Cet axe Rouen-Reims, qui traverse le département de l'Aisne, est éminemment structurant pour ce département, mais aussi pour les villes réunies au sein de l'Association pour le développement de l'espace métropolitain G10. Or, il s'avère que cet équipement n'est plus du tout dimensionné pour pouvoir soutenir, comme il devrait le faire, le développement des territoires traversés. Très fréquenté, et en particulier par des poids lourds, cela fait près de 30 ans que les élus de tous bords demandent la modernisation de cette nationale : la dangerosité de cette route étant principalement liée à la présence de nombreux carrefours. Pour ce faire, et urgemment étant donné le taux élevé d'accidentologie, son classement prioritaire dans les deux futurs programmes de développement et de modernisation des itinéraires (PDMI) Picard et Champardennais, l'inscription de crédits pour les études d'avant-projet sommaire (APS) sur le tronçon Soissons-Reims, aussi et surtout, des travaux de sécurisation autour de certaines communes, dont celle de Fismes, sont demandés.
Le milieu rural a besoin d'infrastructures modernes, qui conditionnent non seulement le désenclavement et le développement économique maîtrisé des territoires concernés, mais aussi la sécurité des usagers.

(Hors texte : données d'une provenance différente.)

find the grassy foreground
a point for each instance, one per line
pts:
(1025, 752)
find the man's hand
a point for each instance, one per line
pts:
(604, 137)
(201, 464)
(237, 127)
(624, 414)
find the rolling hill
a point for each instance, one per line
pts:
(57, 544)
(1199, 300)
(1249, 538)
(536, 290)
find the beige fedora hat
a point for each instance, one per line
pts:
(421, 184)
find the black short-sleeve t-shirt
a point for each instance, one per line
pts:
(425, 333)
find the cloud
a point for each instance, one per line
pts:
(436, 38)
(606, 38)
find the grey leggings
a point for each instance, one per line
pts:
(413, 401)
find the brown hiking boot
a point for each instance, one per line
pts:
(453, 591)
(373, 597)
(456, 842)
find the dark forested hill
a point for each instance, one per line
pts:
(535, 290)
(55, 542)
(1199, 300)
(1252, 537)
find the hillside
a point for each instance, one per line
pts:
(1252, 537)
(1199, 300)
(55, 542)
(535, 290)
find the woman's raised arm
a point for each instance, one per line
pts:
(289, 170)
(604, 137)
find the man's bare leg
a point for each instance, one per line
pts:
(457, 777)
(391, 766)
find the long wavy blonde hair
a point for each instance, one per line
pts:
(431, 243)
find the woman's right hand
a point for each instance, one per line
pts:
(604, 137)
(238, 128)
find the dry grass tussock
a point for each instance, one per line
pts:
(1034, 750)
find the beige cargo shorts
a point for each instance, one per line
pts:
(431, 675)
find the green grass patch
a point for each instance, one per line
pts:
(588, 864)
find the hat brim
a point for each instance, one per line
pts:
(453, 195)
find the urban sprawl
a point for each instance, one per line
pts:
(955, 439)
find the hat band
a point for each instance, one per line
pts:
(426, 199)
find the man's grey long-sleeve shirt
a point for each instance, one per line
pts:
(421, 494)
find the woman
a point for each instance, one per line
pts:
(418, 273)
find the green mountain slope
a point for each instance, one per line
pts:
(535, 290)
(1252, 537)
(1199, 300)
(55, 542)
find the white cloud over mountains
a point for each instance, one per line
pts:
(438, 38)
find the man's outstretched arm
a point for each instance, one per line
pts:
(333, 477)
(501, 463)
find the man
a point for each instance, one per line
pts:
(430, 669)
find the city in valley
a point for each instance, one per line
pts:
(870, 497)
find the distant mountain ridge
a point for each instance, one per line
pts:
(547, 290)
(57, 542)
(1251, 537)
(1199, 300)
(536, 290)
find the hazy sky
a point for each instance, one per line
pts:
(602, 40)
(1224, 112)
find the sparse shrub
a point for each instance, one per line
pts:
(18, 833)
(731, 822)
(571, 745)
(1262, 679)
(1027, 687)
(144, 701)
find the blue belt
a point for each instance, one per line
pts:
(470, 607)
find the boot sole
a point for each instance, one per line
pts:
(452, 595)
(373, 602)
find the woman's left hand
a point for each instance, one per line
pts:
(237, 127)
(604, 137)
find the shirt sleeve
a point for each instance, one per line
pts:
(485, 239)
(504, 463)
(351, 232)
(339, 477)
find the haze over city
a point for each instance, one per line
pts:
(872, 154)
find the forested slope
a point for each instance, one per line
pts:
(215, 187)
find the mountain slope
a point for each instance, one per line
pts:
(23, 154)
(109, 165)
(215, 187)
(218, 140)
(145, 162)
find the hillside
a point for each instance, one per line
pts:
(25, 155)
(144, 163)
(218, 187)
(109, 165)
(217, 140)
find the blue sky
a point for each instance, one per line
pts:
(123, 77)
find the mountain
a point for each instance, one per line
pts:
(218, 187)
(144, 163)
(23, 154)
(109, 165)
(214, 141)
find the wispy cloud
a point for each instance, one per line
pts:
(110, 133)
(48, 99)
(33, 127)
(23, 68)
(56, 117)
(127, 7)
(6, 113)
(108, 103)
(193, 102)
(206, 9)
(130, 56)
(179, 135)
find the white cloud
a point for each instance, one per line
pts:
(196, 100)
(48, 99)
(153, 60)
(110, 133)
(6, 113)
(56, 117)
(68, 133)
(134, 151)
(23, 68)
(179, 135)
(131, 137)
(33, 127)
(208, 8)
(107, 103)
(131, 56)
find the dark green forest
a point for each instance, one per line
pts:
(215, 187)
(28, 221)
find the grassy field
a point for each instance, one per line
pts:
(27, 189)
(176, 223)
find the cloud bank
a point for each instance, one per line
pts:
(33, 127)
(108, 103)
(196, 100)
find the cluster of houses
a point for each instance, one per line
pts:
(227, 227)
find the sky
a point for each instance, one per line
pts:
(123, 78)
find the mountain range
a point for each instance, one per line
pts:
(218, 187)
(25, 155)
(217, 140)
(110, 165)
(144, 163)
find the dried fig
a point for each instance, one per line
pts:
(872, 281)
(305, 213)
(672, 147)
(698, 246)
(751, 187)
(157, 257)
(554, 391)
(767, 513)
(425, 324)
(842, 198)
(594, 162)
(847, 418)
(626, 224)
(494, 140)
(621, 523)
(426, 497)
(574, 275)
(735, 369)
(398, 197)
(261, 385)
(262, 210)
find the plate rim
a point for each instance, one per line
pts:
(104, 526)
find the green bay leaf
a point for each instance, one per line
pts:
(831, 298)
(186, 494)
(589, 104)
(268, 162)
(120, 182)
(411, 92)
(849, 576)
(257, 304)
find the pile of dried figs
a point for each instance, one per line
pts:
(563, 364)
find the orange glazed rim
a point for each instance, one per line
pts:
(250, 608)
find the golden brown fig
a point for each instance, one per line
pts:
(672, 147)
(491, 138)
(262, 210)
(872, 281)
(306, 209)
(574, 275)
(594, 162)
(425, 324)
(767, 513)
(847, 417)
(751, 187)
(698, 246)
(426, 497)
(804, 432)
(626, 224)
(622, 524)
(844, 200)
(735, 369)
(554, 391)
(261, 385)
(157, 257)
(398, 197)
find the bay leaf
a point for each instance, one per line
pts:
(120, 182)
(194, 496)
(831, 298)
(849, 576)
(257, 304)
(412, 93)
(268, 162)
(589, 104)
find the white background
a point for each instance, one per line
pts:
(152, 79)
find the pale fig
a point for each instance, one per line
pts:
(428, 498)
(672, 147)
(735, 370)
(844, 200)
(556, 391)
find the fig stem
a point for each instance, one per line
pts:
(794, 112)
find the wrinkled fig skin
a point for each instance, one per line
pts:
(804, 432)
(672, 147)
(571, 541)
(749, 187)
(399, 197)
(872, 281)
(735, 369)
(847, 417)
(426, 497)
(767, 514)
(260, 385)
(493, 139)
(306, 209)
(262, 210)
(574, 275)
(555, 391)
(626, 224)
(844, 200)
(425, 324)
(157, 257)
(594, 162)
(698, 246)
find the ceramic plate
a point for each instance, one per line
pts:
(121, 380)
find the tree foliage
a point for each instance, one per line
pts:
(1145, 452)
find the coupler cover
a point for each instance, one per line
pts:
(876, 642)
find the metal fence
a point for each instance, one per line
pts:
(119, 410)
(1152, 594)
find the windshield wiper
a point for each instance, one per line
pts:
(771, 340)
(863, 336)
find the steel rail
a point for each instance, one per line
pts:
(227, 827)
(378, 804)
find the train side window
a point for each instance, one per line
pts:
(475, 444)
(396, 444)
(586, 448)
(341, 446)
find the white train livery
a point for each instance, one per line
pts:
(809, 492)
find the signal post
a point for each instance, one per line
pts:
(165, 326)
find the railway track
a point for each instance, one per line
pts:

Réponse du Ministère chargé des transports

publiée dans le JO Sénat du 17/05/2012 - page 1288

La multiplicité des priorités régionales tant en Picardie qu'en Champagne-Ardenne, les contraintes budgétaires régissant l'exercice et les difficultés à obtenir des cofinancements de la part des collectivités territoriales ont rendu délicate l'élaboration des programmes de développement et de modernisation des itinéraires routiers (PDMI) de ces régions. Des arbitrages difficiles ont été nécessaires et des opérations ont notamment dû être repoussées à une prochaine génération de PDMI. Dans ce contexte contraint, les efforts de l'État dans ces régions se sont portés sur l'autoroute A304, la déviation de Chépy ainsi que sur l'échangeur de Cormontreuil entre les autoroutes A4 et A34 en Champagne-Ardenne, sur la RN 2 entre Soissons et l'A104 et sur la déviation de Compiègne en Picardie. Aussi, aucune opération relative à l'aménagement de la RN 31 entre Soissons et Reims n'a pu être retenue. Toutefois, l'État est conscient de l'importance de la RN 31 pour la desserte des territoires qu'elle irrigue et de l'intérêt de poursuivre son aménagement pour répondre aux besoins de ces territoires et de leurs populations. C'est la raison pour laquelle l'aménagement de la section entre Soissons et Reims sera examiné avec attention dans le cadre de la préparation de la prochaine génération de PDMI. Au regard des données disponibles et des besoins à ce jour, cet aménagement devra sans doute privilégier l'amélioration de l'existant plutôt que la réalisation de sections en tracé neuf. En tout état de cause, la volonté des collectivités territoriales de s'associer à l'État pour financer l'aménagement de cet axe sera incontestablement, le moment venu, un facteur important pour que celui-ci figure en bonne place dans la liste des opérations retenues.